Ingrédients
Un personnage principal fort, tourmenté par ces insécurités éternelles qui tourmentent de plus en plus les jeunes et qui, à l’ère de TikTok et compagnie, ne font que peser davantage sur eux : l’amour, l’amitié, le mal-être face à son propre corps ou à son propre esprit, le désir d’être comme les autres, qui sont toujours un peu plus cool.
Quatre à cinq amis qui, ensemble, forment un kaléidoscope d’un microcosme diversifié, afin que le plus grand nombre possible de lectrices et de lecteurs puissent s’identifier au plus grand nombre possible de personnages.
Une série de nouveaux personnages qui renforcent l’image d’une fiction diversifiée. Si le roman doit être écrit par une personne cisgenre blanche, il est d’autant plus important d’y inclure autant que possible des personnages queer ou issus de l’immigration.
Des défis que le personnage principal ne peut relever qu’avec l’aide de ses amis, afin de montrer que rien n’est possible sans l’amitié. On peut ici puiser des éléments classiques de manière assez intertextuelle dans l’histoire de la littérature, de préférence dans la catégorie du roman d’apprentissage : un amour inassouvi, une grande ville angoissante, une désorientation sexuelle, des ambitions professionnelles, la quête d’un sens dans une existence (attention : à la Camus) dénuée de sens.
Un ennemi qui empêche le personnage principal d’atteindre son objectif – dans l’interprétation plus psychologique de tous ces schémas narratifs, l’ennemi peut aussi être le personnage lui-même, qui doit faire face à ses insécurités d’adolescent. Liste d’exemples typiques d’ennemis : les parents, un beau-père stupide, des camarades de classe désagréables, un prof bourru, un partenaire potentiel qui semble arrogant (mais depuis *Orgueil et Préjugés*, nous savons que les gens ont souvent une bonne raison de se comporter ainsi).

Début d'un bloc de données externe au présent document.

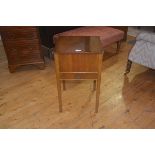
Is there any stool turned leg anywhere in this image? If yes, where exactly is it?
[62,80,66,90]
[116,41,121,53]
[124,60,132,75]
[93,80,96,91]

Un endroit exotique ou une situation inhabituelle.
Préparation du plat
Placer le personnage principal dans une situation ou un lieu difficile. La laisser brièvement seule avec ses doutes, mais, dans l’idéal, apporter dès le début un peu de lumière et d’espoir – sans toutefois dépasser deux ou trois pages. Ajouter peu à peu de nouveaux personnages. Pétrir la pâte narrative jusqu’à ce que le personnage principal s’épanouisse peu à peu. Placer brièvement la pâte dans le four de la stabilité narrative. La sortir du four et observer comment les personnages s’entremêlent. Mélanger régulièrement la pâte en suivant les mouvements du personnage principal, puis y ajouter le glaçage des nouveaux défis. Lorsque le gâteau romanesque est presque prêt, lui donner un bon coup de poing, un peu comme un enfant qui piétine un château de sable (on en est ici au drame qui, au troisième acte, rebat une nouvelle fois les cartes). Pour ensuite créer, à partir des ruines, quelque chose qui ne soit pas seulement savoureux, mais aussi bien présenté, il faut sortir de son chapeau les nouveaux personnages jusqu’ici peu utilisés, leur insuffler une boussole morale qui guide le personnage de l’obscurité vers la lumière. Conclure par une fin heureuse. Vraiment bouleversante.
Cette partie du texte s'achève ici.